Tuesday, December 09, 2008

Violently Uncivil Rage

Somehow one always thinks of Greece as a civil society. And why not, after all? In antiquity they brilliantly created societies well ahead of their contemporaries in politics, social structure, philosophy, sculpture, architecture and athletics. They had their internecine wranglings, when the geography was comprised of city states, each ruled independently and often at war with one another, but the originality of their thought processes and culture and traditions infused the world with the luminous light of their genius.

Latterly, Greece has suffered internally through political unrest, overturning a military government and installing a series of democratically elected ones. Yet the country appears to be polarized by a wealthy class and a severely impoverished one. That in and of itself is a reflection of what occurs everywhere in the world, with a large demographic of successful wealthy and middle-class citizens, and an underclass of underprivileged poor struggling to make their way in their world.

Like the existence of the grievance-infested refugee slums in Paris, the banleieus that breed young toughs who rule their district with violent reactions to the country's more advantaged portions of society and into which areas the police dare not venture, Athens has its own Exarchia too dangerous for its police to attempt to create order from its disordered chaos. But nothing appears to have been done to re-enfranchise the slum-dwellers, to cleanse them of their grievances.

In Exarchia the local police station gets firebombed, and its teams of special forces garbed in full riot gear stand on street corners where they are often threatened by young mobs of social dissenters sporting by lobbing rocks at them. Two such special guards, surrounded by stone-throwing youth, were involved in a social collision that saw one of the guards shoot a 15-year-old youth dead. Resulting in a three-day series of riots erupting clear across the country.

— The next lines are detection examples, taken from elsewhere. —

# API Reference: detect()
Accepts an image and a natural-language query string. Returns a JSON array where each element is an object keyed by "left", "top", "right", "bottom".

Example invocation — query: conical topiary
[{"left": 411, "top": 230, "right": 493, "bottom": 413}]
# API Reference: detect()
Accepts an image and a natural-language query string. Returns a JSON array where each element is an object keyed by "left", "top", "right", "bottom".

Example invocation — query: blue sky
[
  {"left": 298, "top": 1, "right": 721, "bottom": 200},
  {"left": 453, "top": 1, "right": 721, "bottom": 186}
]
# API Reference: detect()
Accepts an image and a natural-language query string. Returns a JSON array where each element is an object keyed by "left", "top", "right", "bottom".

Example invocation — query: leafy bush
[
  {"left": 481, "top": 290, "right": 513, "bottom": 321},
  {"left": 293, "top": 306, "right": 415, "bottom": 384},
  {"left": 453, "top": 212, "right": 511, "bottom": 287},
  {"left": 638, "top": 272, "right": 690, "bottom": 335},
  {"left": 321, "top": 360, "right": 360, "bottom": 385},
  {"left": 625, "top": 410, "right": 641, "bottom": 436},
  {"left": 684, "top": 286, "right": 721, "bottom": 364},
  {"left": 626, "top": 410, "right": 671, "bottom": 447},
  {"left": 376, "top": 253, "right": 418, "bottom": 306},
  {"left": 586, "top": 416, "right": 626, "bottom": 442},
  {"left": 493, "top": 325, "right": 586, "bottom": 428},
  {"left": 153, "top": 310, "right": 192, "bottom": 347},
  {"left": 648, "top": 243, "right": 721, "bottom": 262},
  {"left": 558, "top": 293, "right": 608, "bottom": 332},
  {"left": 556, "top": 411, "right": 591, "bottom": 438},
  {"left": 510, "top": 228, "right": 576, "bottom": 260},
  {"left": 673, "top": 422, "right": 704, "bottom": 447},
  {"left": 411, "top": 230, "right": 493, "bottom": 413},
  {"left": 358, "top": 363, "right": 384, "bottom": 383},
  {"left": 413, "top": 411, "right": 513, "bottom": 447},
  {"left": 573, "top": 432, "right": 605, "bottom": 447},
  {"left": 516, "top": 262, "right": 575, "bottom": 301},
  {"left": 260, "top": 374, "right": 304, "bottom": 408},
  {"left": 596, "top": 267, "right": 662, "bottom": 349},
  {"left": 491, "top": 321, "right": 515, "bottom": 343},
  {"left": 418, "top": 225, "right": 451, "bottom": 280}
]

The rioting mobs shout "killers in uniform" as they self-righteously throw gasoline bombs on riot police. Some of the violent protesters took refuge in the National Technical University of Athens, where by law police are unable to enter. These violent protests where angry young men, mostly secondary school students, rampage, are taking place in over ten cities across the country. Ironically enough, the young man who was killed came from a well-to-do family; he was just hanging out in Exarchia.

Thousands of furiously angry protesters, taking their cue from the outrage expressed throughout society, have been running amok through central Athens, plundering, setting shops on fire, destroying banks and attacking civil institutions. A huge Christmas tree set up for the holidays was torched. How very symbolic of the overturning of traditional values, demonstrating a holiday spirit unlike that most people might ever imagine in their nightmares.

"We are experiencing moments of a great social revolution", exulted one mature activist, among those occupying a university building. "The protests will last as long as necessary." Empty rhetoric redolent of sanctimonious entitlement to destabilize society. It is not necessarily the poor and the downtrodden who are enjoying themselves, defying their government and their society.

These far-left opportunists celebrating the anarchic chaos they've brought to the country have even astonished the residents of Exarchia by the extent of their mindless violence. Over 130 shops in the commercial centre of Athens have been destroyed. In the face of the global economic crisis, hopes for any semblance of normal retail business have been trampled into burning embers.

"This doesn't happen in a civilized society", observed one owner of a department store, mournfully observing his destroyed three-story building. Academics place the blame on government policies that ignore the plight of the disadvantaged, with an estimated one-fifth of the population living below the poverty line. One might venture the opinion that this situation is roughly analogous to that which exists virtually everywhere.

To further stir the pot of unrest the country's trade unions are making plans to unleash a 24-hour general strike in protest against new tax increases, pension reform, privatizations and the cost of living. Their target is the government, to force an election to unseat the fragile majority of the ruling New Democracy party.

Prime Minister Costas Karamanlis claims that "Extremist elements have exploited this tragedy (the fatal shooting of the young man) for their own purposes. Their motive is only violence. Their target is catastrophe." He's surely correct in his estimation, but as head of the government he also must take ownership of the civil unrest.

Starting, one might suggest, with normalizing the societal mess that exists in the notoriously riot-prone Exarchia. One can only wish them better luck in that enterprise than what obtains in France, with the simmeringly resentful and violence-prone residents of their infamous banlieues. In France's case it's more an instance of poor integration of a large foreign refugee component.

Citizens of a country must, as an integral portion of the civil contract, respect their institutions of governance. But they must also be given very real reasons to respect them. Sounds as though those reasons have been too long overdue in presenting themselves.